Thankfully, methanol poisonings are not very common in the United States. We’re regulated over here to beat the band. That means most of the drinking establishments we frequent on a regular basis aren’t getting their booze supply from some toothless, cut-rate moonshiner from the hills of Appalachia. But if you’re traveling abroad, you best watch your ass. While a methanol buzz might start out like any other, it can get gnarly pretty quick, according to the World Health Organization. Methanol toxicity might start out with drowsiness and breathing problems and the next thing you know you’re asking Saint Peter if he’s got anything for a hangover.

The process of making beer, however, is an entirely different deal. It’s much safer. Even the most unskilled homebrewer probably isn’t going to screw the pooch bad enough to produce a brew toxic enough to get someone sick or put them six feet in the ground.

Basic fermentation (when yeast devours sugar and craps out alcohol) brings to life ethanol and not its dangerous counterpart methanol. Furthermore, the American Homebrewers’ Association says no pathogens can survive in beer because of the alcohol content and pH level. So, even the most fouled-up, god-awful batch of homemade beer isn’t going to cause so much as even a mild case of food poisoning, much less make a person violently ill or kill them dead. There’s simply nothing harmful to humans that can flourish in that environment. So relax if you have been feeling a bit skeptical (or hell, even scared) about your first attempt at brewing. Rest assured, the worst that can happen is the beer will taste bad and maybe give you a savage hangover.

So then, what happened to that South African couple? Well, the jury is still out on whether the homebrew was really the cause of death. The report indicates the beer was seized for forensic tests. It’s likely, however, that the couple died from methanol poisoning. This toxin can happen in beer, but only if it is made with the wrong ingredients. While grains can produce extremely low-levels of methanol, certain fruits and vegetables generate frightening amounts. So, unless you know what you’re doing, it’s best to stick with a homebrewing kit, like the ones we listed here. Not only are they easy, but they come packaged with the necessary grains and hops to keep you from having to forage out in the wild for questionable ingredients. It’s a great way to learn the craft.

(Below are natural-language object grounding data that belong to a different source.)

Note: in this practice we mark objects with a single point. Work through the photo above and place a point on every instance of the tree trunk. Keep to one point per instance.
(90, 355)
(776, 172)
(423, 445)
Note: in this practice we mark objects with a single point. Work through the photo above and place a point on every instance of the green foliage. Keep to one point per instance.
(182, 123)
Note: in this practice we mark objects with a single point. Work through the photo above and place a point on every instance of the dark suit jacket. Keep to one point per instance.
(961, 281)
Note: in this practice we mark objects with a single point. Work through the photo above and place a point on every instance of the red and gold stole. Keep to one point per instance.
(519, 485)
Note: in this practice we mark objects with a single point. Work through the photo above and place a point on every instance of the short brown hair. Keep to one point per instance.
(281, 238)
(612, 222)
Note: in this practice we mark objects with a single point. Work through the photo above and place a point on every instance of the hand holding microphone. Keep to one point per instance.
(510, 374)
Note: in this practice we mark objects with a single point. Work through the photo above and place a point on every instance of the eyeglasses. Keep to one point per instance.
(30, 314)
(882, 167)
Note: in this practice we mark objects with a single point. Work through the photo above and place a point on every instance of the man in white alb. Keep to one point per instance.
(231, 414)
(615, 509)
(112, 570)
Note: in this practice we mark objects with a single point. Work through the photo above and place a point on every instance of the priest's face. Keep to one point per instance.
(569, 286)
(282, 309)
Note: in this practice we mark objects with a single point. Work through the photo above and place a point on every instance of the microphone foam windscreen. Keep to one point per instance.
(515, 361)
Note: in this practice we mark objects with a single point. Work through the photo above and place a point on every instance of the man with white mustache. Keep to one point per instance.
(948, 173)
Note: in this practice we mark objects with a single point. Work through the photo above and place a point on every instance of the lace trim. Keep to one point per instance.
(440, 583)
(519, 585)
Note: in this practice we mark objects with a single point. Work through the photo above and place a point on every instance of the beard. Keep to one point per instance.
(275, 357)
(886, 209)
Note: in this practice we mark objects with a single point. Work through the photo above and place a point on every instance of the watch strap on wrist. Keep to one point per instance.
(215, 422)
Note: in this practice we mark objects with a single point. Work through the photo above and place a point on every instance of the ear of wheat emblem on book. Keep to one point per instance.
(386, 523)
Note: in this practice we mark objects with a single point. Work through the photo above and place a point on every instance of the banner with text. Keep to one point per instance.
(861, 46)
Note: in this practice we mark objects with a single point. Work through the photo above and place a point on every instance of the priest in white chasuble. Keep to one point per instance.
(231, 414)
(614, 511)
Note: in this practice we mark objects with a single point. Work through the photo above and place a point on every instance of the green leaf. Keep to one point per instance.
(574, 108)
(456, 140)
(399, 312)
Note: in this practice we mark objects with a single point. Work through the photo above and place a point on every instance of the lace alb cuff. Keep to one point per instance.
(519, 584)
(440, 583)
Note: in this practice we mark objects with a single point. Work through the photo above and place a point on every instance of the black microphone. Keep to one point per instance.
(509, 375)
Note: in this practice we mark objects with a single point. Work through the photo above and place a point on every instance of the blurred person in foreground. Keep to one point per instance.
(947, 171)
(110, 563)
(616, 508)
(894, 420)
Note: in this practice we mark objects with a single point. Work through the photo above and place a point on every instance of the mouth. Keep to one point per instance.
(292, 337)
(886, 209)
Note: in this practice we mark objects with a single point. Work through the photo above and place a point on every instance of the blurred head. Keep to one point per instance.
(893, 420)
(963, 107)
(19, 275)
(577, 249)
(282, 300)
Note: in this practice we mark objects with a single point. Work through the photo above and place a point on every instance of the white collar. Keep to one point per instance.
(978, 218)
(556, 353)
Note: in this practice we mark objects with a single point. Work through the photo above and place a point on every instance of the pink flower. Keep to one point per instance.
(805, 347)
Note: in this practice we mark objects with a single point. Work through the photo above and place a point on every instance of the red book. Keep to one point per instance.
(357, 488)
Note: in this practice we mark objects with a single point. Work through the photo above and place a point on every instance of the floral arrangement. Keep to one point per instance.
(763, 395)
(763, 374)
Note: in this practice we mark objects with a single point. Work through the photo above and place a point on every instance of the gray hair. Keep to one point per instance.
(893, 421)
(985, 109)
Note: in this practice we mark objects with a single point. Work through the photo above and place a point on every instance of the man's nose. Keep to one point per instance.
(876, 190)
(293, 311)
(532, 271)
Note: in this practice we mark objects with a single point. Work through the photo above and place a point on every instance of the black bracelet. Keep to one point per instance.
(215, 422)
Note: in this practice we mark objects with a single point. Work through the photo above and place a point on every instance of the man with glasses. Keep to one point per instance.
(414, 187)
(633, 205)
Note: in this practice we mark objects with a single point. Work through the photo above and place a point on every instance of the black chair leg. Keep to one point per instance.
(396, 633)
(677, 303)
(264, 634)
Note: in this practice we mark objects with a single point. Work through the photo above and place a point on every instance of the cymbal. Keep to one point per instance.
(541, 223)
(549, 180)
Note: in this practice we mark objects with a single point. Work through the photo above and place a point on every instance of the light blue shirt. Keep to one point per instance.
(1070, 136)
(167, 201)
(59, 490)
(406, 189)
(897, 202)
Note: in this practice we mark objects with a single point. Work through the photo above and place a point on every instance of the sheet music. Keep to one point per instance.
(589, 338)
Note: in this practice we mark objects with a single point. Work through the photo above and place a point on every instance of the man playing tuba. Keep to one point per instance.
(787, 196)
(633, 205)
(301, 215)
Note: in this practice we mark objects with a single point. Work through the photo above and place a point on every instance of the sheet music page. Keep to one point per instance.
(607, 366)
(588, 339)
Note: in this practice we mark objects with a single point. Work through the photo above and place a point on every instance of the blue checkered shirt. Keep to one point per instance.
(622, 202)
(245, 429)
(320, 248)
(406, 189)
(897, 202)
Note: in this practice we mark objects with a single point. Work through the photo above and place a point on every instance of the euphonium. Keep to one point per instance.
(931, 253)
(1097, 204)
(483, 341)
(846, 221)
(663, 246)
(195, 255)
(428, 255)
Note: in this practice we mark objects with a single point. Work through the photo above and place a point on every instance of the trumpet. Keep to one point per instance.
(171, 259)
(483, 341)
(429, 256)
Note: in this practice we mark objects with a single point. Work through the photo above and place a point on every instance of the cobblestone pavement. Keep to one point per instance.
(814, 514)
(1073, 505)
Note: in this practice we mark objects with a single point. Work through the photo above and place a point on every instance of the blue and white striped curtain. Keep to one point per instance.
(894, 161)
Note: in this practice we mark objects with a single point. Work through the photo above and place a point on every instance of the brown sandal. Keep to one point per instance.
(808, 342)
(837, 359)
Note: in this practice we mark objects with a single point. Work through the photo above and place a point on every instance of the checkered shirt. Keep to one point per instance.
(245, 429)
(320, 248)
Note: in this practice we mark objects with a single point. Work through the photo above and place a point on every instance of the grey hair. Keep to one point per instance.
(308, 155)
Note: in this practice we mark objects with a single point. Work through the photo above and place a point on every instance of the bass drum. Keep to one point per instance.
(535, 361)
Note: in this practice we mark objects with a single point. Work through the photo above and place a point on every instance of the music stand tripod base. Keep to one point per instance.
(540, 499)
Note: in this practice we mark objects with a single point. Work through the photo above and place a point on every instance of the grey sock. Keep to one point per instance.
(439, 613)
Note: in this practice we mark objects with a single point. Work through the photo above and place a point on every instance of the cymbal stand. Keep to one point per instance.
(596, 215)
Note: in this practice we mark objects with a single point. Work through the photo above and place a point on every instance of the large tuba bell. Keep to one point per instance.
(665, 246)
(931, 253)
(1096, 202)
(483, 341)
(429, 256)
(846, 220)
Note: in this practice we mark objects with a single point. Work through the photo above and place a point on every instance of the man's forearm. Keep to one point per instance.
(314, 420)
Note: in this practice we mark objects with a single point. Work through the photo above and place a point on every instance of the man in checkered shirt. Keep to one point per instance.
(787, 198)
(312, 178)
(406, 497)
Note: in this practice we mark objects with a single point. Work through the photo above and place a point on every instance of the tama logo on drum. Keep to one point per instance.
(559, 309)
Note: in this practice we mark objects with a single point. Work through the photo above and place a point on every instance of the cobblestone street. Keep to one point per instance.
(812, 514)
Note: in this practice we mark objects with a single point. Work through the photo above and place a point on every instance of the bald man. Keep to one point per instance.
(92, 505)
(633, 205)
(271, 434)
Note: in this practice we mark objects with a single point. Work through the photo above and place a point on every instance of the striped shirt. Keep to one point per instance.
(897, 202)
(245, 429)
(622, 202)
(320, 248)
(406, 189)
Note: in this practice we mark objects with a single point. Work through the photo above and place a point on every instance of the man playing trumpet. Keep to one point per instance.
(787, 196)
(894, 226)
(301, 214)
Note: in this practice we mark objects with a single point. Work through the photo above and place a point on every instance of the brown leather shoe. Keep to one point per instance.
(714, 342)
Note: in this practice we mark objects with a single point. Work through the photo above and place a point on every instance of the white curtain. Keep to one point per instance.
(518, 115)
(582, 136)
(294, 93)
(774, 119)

The most crucial trick to homebrewing is keeping everything clean throughout the process. Anything that is going to touch the beer needs to be rinsed in sanitizer. This will ensure the concoction doesn’t get contaminated by bacteria. But if some pesky intruder does infect your creation, it’s going to be more of a disappointment than a health issue. After all, if bad beer was going to take us out, those of us who spent our 20s sucking down Natural Ice Light would have been dead long ago.